The WHO has only issued public health emergencies four times since 2007 (when declaring such emergencies first became an established procedure, which is itself surprising): in 2009, for the influenza epidemic; in 2014, when it seems that polio had become resurgent; and again in August of that year for Ebola, and in 2016 for Zika. Since its founding in 1948 there have been numerous pandemics, and since 2000, at least three, but the WHO did not declare a PHE for HIV (which has killed more than 30 million people), SARS, MERS, and other viruses which have either seriously impacted individual countries, or more than one country. This is certainly true with the Zika virus. By the time the WHO had issued it PHE in February of 2016, the virus was already “spreading explosively,” and had, by that time, already impacted 23 countries.

First identified in Uganda in 1947, and having resided primarily in monkeys since that time, the Zika virus has grown exponentially among human populations since 1952 (also in Uganda). In the case of Brazil, which is currently the epicenter of the virus, the virus is believed to have first appeared in 2013. By May 2015, human cases had spiked dramatically throughout the Americas, and the WHO had estimated that up to four million people would be infected by the end of 2015. Yet, the WHO did not set up a global response unit until February 2016, and at that time, the emphasis was on whether Zika can cause microcephaly. It was only then that the WHO recommended ‘emergency’ status for the virus. Even then, the WHO did not recommend a plan of action to countries most impacted by Zika (the most obvious of which would have been a plan for mosquito control).

The Rio Olympics have been hit by allegations of a conflict of interest over the dangers of the Zika virus to tens of thousands of athletes and fans who will travel there in August. Some health experts have accused the WHO of brushing off the potential danger to public health – in Brazil and beyond — and of being too close to the International Olympic Committee (IOC) to be adopting impartial and unbiased policy on this issue. The WHO said that postponing or moving the Olympics would not stop Zika from spreading, and that it would reach other continents regardless of where the Games are held. This is undoubtedly true – but it makes no sense for the world’s premier global health organization to promote holding the games in the epicenter of the pandemic.

An open letter signed by 150 international doctors and scientists criticized an apparent agreement between the WHO and the IOC, stating that the WHO entered into an official partnership with the IOC, in a Memorandum of Understanding that remains secret, casting doubt on the WHO’s neutrality, and calling a failure to postpone or more the venue of the Games “irresponsible.” The irony is that the two organizations did indeed sign a very public MOU in 2010 which stated that both will work at the international and country level to promote activities and policy choices to help people reduce their risk of diseases.

It is bad enough that some multilateral organizations have succumbed to bureaucratic inertia and harmful politicization, but when the organization charged with maintaining the world’s health fails to live up to its organizational imperative and raison d’etre — “the attainment by all peoples of the highest possible level of health” — it is dangerous.

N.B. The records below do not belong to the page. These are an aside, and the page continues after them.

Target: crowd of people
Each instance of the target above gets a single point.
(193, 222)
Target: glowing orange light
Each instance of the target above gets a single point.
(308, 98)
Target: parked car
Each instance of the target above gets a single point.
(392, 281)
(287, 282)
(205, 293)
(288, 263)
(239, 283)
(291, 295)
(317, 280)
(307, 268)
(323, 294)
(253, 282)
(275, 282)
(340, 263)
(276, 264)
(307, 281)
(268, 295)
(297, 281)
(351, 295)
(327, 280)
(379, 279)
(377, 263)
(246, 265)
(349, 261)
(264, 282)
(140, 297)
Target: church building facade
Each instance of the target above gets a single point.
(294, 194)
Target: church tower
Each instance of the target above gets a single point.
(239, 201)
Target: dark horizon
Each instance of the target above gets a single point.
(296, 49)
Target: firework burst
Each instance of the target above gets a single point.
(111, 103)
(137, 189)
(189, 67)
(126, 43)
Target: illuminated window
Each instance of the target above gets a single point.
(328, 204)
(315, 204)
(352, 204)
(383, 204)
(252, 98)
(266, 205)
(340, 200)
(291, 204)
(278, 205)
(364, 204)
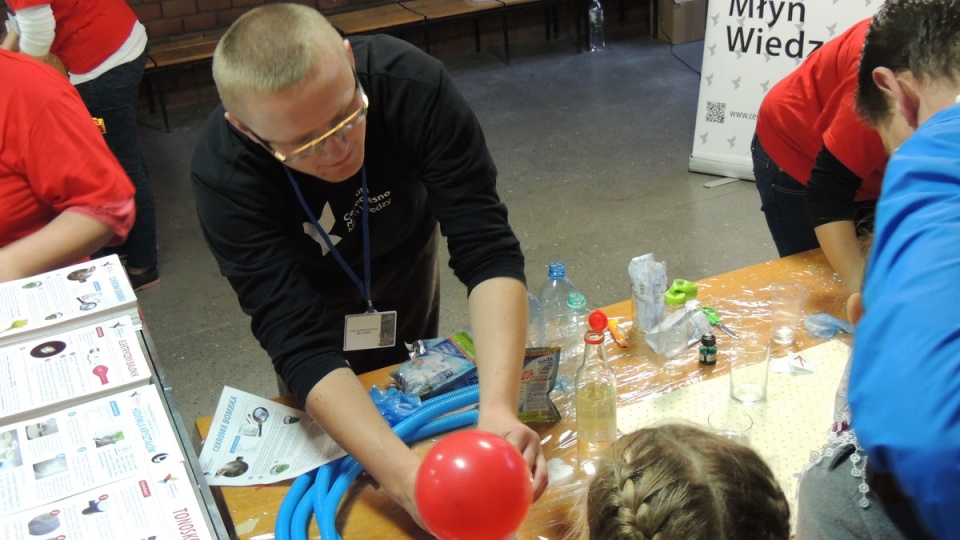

We are living in the era of man-made risk, where natural risks are increasingly colliding with risks of our own making. The Ebola and Zika pandemics are perfect examples of this. Given that these risks can only increase with time, it is high time that we get our houses of oversight in good order, so as to be in a favorable position to do battle going forward. The coming ‘summer of Zika” should serve as reminder to everyone that our margin for error is increasingly small.